Entwurf eines Bundesgesetzes, mit dem das Betriebliche Mitarbeitervorsorgegesetz, das Einkommensteuergesetz 1988, das Insolvenz-Entgeltsicherungsgesetz und das ORF-Gesetz geändert werden

BMWA-462.201/0004-III/9a/2007

 

 

Sehr geehrte Damen und Herren!

 

Zum Entwurf eines Bundesgesetzes, mit dem das das Betriebliche Mitarbeitervorsorgegesetz, das Einkommensteuergesetz 1988, das Insolvenz-Entgeltsicherungsgesetz und das ORF-Gesetz geändert werden, nimmt die Versicherungsanstalt des österreichischen Notariates wie folgt Stellung:

 

Die Versicherungsanstalt des österreichischen Notariates begrüßt den vorliegenden Gesetzesentwurf und insbesondere dessen Zielsetzung, für freie Dienstnehmer/innen nach dem Allgemeinen Sozialversicherungsgesetz (ASVG), für Personen, die in der Krankenversicherung oder Pensionsversicherung nach dem Gewerblichen Sozialversicherungsgesetz (GSVG), dem Bauern-Sozialversicherungsgesetz (BSVG), in der Pensionsversicherung nach dem

Freiberuflich-Selbständigengesetz (FSVG) sowie in der Pensionsversicherung nach dem Notarversicherungsgesetz (NVG) pflichtversichert sind, sowie für Rechtsanwälte/innen und Ziviltechniker/innen ein mit der Abfertigung neu für Arbeitnehmer/innen vergleichbares zusätzliches Vorsorgemodell zu schaffen.

 

In der Folge wird sich die Versicherungsanstalt des österreichischen Notariates in deren Stellungnahme im Wesentlichen auf jene Bestimmungen beschränken, die die nach dem NVG pflichtversicherten Notare bzw. die Versicherungsanstalt selbst betreffen.

§ 66 Beitragsleistung

Laut § 66 Abs. 1 des gegenständlichen Novellenentwurfes kann sich der Notar bis zum 30. Juni 2008 durch Abschluss eines Beitrittsvertrages zu einer monatlichen Beitragsleistung für die Dauer der Berufsausübung an eine von ihm ausgewählte MV-Kasse verpflichten.

 

Da ein Notar, der zum 1. Jänner 2008 bereits der Pflichtversicherung nach dem NVG unterliegt, für den Rest seines Berufslebens an die Entscheidung über den Abschluss eines Beitrittsvertrages – abgesehen vom einem möglichen Wechsel von einer MV-Kasse zu einer anderen  (§ 12) – gebunden bleibt, die er innerhalb der gesetzlich vorgegebenen Frist von derzeit sechs Monaten zu treffen hat, spricht sich die Versicherungsanstalt des österreichischen Notariates für die Verlängerung dieser Frist bis 31. Dezember 2008 aus. Insbesondere für jene, die sich nicht sofort für den Abschluss eines Beitrittsvertrages entscheiden können, wäre eine längere Überlegungsfrist angebracht, um alle wesentlichen Auswirkungen einer solchen Entscheidung abwägen zu können.

 

Abs. 3 des Entwurfes sieht vor, dass als Beitragsgrundlage im Sinne des Abs. 1 die sich aus der im § 64 Abs. 1 Z 1 bis 4 angeführten Pflichtversicherung jeweils ergebende Beitragsgrundlage nach den §§ 25, 25a 26 und 35b GSVG, nach § 23 BSVG sowie nach § 10 NVG heranzuziehen ist, wobei für die nach dem GSVG, dem FSVG, dem BSVG oder NVG Pflichtversicherten die sich aus den genannten Regelungen jeweils ergebende vorläufige Beitragsgrundlage ohne Nachbemessung maßgeblich sei.

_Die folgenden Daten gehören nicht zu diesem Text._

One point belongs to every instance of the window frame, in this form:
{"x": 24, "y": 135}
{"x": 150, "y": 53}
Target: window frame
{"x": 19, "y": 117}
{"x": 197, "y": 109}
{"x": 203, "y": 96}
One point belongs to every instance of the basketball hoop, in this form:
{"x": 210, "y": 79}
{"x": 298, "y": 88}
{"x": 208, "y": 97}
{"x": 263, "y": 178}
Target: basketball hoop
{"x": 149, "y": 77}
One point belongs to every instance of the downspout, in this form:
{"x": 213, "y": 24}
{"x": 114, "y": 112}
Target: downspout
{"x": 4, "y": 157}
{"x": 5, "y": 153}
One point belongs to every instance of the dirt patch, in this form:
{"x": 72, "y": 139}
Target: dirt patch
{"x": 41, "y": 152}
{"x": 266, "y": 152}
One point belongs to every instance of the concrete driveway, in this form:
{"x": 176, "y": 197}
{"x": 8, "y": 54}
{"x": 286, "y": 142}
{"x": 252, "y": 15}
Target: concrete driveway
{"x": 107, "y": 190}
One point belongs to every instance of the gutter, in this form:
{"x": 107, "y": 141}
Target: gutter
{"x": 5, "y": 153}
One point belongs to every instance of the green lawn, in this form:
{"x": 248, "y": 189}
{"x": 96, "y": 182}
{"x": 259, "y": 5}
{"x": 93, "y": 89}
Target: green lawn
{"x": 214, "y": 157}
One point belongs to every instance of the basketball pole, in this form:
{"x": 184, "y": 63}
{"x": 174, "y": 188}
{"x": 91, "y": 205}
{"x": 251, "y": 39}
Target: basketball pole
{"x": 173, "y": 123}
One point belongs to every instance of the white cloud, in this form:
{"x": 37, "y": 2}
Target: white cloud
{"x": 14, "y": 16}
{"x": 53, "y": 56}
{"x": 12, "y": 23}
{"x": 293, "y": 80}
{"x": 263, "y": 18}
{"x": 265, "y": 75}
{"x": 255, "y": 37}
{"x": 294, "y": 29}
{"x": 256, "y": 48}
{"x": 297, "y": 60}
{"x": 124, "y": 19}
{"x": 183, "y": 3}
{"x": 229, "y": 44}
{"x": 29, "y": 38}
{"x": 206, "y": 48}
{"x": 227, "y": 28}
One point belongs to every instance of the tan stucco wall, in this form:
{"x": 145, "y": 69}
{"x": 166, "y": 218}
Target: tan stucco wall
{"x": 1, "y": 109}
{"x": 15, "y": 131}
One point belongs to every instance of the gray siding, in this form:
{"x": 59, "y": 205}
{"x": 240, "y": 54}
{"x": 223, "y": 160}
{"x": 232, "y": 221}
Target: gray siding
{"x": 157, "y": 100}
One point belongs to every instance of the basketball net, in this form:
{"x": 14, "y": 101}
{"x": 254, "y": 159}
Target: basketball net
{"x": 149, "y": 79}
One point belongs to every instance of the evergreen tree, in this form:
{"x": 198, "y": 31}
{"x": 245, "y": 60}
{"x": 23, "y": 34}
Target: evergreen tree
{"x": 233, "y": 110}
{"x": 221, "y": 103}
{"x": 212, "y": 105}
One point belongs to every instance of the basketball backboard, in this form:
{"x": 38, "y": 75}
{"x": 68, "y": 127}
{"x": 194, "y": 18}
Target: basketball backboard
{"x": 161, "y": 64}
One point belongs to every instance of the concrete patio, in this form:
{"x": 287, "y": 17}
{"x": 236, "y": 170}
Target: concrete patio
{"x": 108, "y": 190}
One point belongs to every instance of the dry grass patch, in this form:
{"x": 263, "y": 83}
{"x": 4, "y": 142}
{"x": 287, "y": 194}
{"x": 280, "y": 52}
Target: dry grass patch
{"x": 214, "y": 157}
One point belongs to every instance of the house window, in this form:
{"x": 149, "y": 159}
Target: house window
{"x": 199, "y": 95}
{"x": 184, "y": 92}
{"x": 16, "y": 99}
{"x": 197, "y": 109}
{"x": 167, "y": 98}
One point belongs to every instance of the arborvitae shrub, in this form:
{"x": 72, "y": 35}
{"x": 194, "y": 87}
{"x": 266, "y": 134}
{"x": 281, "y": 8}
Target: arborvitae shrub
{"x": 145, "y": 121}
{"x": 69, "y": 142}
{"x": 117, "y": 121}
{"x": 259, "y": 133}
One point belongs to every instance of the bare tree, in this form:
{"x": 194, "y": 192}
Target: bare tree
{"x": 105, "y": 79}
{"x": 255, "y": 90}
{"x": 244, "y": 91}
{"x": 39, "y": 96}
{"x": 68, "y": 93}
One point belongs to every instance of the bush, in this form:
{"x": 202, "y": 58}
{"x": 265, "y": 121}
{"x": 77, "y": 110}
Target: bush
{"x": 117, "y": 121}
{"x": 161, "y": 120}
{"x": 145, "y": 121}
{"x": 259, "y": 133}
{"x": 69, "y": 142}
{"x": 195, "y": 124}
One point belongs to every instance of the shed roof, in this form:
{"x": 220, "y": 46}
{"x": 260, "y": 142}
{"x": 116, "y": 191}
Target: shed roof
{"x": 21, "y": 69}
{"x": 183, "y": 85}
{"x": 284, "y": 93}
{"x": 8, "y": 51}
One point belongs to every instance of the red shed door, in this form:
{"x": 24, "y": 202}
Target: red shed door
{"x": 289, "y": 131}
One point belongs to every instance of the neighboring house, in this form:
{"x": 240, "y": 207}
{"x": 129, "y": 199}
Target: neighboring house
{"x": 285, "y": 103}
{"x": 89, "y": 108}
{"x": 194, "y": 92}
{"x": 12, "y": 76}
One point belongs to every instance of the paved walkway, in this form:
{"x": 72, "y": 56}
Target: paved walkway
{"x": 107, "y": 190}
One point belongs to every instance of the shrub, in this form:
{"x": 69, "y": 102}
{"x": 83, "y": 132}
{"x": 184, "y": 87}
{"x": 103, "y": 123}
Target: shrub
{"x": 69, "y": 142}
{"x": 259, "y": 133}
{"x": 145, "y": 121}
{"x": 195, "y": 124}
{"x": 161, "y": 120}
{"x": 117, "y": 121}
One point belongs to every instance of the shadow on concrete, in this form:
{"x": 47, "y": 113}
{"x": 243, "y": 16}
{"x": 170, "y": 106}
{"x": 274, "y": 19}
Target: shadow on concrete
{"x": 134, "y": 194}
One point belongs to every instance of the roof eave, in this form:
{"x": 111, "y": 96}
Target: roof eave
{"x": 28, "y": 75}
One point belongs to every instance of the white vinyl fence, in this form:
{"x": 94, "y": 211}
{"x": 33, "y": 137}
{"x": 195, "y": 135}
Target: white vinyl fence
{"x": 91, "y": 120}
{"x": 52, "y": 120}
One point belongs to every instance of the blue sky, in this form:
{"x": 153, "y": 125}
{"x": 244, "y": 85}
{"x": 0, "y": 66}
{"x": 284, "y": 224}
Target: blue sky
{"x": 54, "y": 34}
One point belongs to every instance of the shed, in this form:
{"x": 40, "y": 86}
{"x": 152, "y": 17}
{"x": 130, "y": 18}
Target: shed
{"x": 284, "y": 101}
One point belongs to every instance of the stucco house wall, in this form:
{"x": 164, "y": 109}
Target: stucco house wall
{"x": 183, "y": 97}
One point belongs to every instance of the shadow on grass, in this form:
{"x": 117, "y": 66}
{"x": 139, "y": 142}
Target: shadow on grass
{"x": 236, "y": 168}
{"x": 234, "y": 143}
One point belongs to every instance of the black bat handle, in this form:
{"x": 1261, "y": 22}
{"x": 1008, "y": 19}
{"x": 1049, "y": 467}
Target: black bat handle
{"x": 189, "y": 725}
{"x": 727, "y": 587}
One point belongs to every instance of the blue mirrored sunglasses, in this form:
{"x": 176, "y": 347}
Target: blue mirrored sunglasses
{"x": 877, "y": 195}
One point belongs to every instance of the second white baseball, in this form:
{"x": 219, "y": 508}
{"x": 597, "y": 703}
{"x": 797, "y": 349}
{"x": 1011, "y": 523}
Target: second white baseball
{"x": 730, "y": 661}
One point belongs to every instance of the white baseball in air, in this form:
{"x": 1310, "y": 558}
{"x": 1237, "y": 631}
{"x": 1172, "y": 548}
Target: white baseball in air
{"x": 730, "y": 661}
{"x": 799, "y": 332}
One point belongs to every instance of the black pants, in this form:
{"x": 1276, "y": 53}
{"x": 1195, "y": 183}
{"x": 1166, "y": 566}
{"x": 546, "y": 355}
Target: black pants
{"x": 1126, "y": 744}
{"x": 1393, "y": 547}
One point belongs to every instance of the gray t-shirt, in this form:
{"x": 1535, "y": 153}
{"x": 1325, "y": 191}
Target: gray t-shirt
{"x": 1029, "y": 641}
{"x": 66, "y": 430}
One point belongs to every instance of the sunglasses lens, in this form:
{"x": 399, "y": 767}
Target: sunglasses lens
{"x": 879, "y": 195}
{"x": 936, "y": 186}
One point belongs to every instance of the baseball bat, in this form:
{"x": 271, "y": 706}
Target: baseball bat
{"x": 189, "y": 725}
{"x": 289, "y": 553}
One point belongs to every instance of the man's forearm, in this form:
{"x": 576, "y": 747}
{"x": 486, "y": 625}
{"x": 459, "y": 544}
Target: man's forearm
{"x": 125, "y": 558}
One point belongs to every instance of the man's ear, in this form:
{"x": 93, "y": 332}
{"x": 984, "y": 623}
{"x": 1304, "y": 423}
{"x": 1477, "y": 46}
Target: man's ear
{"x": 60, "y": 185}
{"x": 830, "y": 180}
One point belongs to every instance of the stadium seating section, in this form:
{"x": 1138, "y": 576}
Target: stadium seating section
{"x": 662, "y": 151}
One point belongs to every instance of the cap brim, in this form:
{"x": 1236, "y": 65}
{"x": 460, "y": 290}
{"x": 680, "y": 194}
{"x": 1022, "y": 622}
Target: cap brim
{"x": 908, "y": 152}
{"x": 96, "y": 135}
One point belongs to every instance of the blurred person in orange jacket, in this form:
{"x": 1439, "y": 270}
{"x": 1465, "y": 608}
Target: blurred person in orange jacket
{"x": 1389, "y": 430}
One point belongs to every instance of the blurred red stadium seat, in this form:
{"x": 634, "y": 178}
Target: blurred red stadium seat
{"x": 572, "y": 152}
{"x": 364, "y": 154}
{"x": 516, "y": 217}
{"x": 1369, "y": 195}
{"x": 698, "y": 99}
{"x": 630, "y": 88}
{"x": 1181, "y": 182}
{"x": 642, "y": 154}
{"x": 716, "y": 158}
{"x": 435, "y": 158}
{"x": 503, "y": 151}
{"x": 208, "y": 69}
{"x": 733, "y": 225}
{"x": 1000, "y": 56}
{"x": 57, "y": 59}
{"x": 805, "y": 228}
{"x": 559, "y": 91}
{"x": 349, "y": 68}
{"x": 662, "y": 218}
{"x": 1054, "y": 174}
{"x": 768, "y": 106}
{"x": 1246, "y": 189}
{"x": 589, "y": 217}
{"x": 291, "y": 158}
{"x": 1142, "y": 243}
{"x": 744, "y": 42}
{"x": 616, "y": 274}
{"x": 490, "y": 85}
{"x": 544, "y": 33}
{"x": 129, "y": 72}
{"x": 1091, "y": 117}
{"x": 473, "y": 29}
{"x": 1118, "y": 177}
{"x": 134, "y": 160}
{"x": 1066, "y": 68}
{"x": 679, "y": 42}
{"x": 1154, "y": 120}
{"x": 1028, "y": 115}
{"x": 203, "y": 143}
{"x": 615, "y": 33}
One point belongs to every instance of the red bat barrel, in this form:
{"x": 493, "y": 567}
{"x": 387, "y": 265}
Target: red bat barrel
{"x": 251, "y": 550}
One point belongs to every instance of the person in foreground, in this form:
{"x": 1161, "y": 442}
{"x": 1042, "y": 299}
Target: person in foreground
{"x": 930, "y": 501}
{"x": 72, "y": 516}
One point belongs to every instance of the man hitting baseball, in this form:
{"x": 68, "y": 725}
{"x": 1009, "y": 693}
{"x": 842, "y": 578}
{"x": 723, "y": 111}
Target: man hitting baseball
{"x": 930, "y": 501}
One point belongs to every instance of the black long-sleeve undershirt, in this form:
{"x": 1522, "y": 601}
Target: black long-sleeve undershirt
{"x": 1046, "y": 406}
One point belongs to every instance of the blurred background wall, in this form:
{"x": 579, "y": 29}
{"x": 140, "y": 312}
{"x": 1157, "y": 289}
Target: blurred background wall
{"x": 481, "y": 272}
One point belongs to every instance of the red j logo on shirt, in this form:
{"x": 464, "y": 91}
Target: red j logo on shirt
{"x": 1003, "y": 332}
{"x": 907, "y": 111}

Der darin befindliche Verweis auf § 10 NVG ist jedoch nicht zielführend, da dieser lediglich die „Selbstberechnung“ der Beiträge durch den Versicherten selbst normiert, aber keine vorläufige Beitragsgrundlage etwa im Sinne des § 25a GSVG darstellt.

 

Die Versicherungsanstalt des österreichischen Notariates schlägt daher folgenden Text vor:

 „Für die nach dem NVG Pflichtversicherten ist die monatliche Beitragsgrundlage ein Zwölftel der nach den Vorschriften über die Einkommensteuer versteuerbaren Einkünfte des dem Monat der Beitragsleistung drittvorangegangenen Jahres.  Liegen im drittvorangegangenen Jahr keine versteuerbaren Einkünfte vor oder sind diese geringer als das Dreißigfache der täglichen Höchstbeitragsgrundlage gemäß § 108 Abs. 3 ASVG, ist Beitragsgrundlage für die nach dem NVG Pflichtversicherten das Dreißigfache der täglichen Höchstbeitragsgrundlage gemäß § 108 Abs. 3 ASVG. Im Falle einer nachträglichen Änderung der Höhe der versteuerbaren Einkünfte ist eine Neuberechnung ausgeschlossen.“

 

In diesem Zusammenhang regt die Versicherungsanstalt des österreichischen Notariates an, in den Erläuterungen zu dieser Bestimmung ausdrücklich darauf hinzuweisen, dass demnach für die Beitragsgrundlage die Einkünfte aus selbstständiger Arbeit nach dem Einkommensteuerbescheid des drittvorangegangenen Jahres maßgeblich sind.

 

Einhebung und Eintreibung der Beiträge

Gemäß § 66 Abs. 4 des gegenständlichen Entwurfes sollen für die Einziehung dieser Beiträge und Weiterleitung an die MV-Kassen sowie die Meldepflichten des Anwartschaftsberechtigten die jeweiligen sozialversicherungsrechtlichen Regelungen des GSVG, FSVG, BSVG oder NVG gelten.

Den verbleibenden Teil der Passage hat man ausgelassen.